Tout comme moi, plusieurs élèves sont en route pour le lycée, mais je me retourne et prends la direction opposée. Sur le chemin, je pique une rose blanche du jardin d'un inconnu et après quelques minutes j'arrive enfin au cimetière.
Je la trouve assez rapidement. Une pierre avec le nom Park Young Ji incrusté dessus. Je place la rose sur la pierre et je me tiens là en silence.
—Je suis désolée, murmuré-je les yeux fermés avant de m'éloigner.
Quand j'atteins le portail du lycée, les mêmes scènes se déroulent devant mes yeux. Je passe devant des membres de l'équipe de foot durant leur séance de jogging matinal ; dans les couloirs, plusieurs élèves discutent en face de leurs casiers, certains d'entre eux me saluant avec respect.
Arrivée à ma destination, la salle du conseil des étudiants, j'y trouve Mlle Areum occupée à écrire des consignes pour nous au tableau. L'une d'elle capte mon attention :
Si vous êtes fatigués après les cours, vous pourrez venir me rejoindre plus tard pour boire un thé.
Très gentil de sa part...
Je m'éclaircis la gorge :
—Bonjour Mlle Areum.
Elle sursaute.
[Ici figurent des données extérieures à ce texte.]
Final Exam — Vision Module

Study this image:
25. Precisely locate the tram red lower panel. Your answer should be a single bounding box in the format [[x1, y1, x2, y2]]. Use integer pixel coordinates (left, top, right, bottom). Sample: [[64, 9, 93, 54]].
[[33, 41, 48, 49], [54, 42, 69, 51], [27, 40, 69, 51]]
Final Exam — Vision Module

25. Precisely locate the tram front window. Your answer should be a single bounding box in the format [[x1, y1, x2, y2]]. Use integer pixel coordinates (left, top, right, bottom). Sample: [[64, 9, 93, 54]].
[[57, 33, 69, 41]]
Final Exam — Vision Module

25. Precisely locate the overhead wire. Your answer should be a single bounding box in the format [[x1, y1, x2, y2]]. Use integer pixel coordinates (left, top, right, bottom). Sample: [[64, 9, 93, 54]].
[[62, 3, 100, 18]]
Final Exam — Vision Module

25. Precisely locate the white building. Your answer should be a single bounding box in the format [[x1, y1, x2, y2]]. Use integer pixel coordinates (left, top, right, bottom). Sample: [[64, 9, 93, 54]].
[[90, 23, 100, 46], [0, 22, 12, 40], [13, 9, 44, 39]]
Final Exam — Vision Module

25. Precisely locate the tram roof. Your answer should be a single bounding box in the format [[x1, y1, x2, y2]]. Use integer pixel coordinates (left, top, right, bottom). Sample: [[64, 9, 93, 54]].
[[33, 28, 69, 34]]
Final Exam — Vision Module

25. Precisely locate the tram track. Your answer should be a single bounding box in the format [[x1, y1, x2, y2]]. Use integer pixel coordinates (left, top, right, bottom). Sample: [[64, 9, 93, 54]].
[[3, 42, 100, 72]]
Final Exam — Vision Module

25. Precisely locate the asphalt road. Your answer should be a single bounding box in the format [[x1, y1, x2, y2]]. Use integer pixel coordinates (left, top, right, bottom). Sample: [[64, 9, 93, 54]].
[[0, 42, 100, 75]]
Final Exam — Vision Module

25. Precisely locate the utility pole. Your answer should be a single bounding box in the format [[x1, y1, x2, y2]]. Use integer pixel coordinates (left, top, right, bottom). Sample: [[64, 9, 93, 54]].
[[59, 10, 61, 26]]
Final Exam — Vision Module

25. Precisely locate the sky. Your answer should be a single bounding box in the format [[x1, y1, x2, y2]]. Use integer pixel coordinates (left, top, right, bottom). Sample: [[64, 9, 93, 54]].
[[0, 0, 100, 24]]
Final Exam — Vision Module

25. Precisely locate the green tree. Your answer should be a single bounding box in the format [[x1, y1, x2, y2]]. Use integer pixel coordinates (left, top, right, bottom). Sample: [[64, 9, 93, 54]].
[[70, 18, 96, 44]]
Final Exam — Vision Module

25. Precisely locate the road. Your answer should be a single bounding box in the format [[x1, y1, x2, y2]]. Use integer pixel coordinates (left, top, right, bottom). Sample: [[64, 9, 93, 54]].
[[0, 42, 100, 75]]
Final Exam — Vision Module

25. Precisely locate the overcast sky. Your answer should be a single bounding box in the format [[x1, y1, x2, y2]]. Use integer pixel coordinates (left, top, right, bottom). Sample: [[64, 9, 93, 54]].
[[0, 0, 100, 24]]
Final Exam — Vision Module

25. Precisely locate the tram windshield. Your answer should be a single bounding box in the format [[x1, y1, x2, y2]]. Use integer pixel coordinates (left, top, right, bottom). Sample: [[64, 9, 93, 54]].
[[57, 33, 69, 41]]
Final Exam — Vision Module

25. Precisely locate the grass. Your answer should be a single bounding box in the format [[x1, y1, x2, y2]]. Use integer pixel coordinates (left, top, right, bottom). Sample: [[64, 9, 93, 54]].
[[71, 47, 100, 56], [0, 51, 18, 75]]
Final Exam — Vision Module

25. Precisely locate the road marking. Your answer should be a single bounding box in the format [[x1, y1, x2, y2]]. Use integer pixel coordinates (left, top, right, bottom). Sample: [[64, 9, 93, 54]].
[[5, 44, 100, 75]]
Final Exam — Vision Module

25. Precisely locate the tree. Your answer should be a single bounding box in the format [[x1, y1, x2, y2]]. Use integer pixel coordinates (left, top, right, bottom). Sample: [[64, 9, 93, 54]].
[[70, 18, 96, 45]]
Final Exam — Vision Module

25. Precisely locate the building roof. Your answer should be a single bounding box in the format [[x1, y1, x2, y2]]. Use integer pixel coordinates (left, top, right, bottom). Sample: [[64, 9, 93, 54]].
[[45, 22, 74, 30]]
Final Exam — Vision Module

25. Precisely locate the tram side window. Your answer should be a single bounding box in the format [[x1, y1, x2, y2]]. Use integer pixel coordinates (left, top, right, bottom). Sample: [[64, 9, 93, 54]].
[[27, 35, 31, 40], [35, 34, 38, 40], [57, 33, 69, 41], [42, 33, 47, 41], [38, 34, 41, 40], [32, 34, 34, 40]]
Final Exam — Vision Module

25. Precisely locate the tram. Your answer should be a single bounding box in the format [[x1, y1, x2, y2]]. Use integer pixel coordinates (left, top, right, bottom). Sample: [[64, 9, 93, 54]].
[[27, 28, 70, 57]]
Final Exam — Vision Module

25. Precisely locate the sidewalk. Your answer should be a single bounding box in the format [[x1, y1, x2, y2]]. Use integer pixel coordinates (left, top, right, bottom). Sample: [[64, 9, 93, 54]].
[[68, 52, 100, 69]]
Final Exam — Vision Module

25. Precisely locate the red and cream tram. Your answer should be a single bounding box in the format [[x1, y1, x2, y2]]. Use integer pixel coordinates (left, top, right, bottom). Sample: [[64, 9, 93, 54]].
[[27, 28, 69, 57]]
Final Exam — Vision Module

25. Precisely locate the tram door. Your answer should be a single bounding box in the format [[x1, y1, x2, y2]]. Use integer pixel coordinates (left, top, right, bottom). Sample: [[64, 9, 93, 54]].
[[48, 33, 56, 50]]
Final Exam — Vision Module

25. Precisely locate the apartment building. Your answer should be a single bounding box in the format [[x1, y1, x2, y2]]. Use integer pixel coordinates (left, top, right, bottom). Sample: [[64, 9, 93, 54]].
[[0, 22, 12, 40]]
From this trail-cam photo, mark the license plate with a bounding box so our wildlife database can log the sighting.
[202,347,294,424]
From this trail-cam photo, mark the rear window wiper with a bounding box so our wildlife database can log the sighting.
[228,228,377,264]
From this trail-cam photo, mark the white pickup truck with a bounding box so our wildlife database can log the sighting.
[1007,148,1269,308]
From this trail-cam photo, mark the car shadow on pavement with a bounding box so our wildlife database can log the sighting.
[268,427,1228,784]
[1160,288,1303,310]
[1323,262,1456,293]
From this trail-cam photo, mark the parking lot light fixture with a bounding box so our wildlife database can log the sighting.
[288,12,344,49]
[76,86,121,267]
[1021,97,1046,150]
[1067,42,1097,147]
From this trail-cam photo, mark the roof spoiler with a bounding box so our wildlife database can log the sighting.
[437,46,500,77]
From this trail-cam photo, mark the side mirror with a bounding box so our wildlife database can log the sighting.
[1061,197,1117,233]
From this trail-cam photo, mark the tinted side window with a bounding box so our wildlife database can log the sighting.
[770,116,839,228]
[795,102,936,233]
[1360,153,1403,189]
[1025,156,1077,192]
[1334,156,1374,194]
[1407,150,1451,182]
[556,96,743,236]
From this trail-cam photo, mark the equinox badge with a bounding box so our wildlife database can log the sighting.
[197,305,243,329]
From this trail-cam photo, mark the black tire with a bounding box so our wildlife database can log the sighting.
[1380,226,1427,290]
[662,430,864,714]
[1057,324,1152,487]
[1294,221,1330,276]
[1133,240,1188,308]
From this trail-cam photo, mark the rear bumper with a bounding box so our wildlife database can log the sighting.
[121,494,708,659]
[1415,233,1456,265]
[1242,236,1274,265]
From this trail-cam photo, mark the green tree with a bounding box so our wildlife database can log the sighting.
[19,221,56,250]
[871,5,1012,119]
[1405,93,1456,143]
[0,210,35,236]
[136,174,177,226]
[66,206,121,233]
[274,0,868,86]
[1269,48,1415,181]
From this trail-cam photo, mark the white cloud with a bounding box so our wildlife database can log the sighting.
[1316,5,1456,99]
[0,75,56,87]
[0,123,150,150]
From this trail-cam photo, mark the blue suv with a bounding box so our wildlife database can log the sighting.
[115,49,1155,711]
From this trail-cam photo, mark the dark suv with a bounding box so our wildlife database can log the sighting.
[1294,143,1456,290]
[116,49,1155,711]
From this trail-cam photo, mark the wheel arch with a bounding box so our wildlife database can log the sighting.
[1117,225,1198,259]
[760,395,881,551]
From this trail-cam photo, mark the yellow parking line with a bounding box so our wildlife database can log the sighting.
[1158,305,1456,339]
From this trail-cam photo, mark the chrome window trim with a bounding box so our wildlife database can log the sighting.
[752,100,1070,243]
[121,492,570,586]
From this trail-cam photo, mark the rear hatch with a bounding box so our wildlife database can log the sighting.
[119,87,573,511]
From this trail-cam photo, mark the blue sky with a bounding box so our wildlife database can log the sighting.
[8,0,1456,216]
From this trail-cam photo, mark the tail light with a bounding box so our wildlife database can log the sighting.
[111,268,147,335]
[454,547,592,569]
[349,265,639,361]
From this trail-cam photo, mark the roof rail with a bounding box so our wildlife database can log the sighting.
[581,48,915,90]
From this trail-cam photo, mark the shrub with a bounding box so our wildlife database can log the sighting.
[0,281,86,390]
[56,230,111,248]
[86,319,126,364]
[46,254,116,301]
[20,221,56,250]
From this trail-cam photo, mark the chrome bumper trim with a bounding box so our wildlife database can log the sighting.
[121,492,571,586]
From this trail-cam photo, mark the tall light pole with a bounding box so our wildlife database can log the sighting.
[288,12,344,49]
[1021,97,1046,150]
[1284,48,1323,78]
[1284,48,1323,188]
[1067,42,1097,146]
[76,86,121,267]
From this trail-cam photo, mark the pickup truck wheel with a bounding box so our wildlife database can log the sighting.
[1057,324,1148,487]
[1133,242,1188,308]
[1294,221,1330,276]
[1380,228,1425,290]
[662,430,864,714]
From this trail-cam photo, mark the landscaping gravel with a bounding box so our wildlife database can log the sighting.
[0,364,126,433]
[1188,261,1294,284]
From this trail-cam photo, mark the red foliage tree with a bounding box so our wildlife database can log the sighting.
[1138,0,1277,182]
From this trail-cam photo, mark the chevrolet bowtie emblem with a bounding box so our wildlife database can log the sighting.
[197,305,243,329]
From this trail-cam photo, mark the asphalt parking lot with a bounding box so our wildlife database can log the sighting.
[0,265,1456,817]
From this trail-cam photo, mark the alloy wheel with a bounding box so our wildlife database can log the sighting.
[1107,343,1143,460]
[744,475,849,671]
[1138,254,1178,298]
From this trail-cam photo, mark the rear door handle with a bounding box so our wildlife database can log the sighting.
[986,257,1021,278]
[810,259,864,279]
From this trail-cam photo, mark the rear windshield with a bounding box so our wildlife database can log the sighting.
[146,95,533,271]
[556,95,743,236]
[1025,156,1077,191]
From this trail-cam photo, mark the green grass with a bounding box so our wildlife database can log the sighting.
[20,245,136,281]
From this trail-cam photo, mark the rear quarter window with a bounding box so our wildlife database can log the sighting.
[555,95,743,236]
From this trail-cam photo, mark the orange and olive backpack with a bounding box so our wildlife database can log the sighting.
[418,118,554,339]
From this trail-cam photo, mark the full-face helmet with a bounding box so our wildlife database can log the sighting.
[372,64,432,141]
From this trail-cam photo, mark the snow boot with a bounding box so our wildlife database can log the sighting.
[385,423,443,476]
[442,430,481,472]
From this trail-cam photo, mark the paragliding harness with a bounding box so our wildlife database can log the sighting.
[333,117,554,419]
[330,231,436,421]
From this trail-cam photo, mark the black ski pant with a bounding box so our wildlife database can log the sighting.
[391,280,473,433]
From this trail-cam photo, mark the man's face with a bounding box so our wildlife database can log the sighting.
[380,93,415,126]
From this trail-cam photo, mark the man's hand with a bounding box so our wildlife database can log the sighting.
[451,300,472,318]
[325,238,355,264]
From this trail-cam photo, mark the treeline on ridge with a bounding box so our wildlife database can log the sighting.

Absorbée par ce qu'elle écrivait, elle n'avait pas remarqué ma présence.
Elle se retourne et affiche un sourire timide :
—Yoo ma ! Tu es toujours la première à arriver. Pas facile d'être la présidente.
Elle tire une chaise de la longue table rectangulaire qui se trouve au centre de la pièce et la rapproche du tableau afin de continuer à écrire en étant assise.
—Je m'y suis fait, je lui réponds avant de m'asseoir sur la chaise située à l'extrémité de la table.
De mon sac, je sors des documents et un stylo. Mon rôle est de reporter toutes les activités des étudiants intra-muros. Par exemple, quelques instants plus tôt, j'ai vu l'équipe de foot en pleine séance d'entraînement. C'est quelque chose qui doit figurer dans mon rapport.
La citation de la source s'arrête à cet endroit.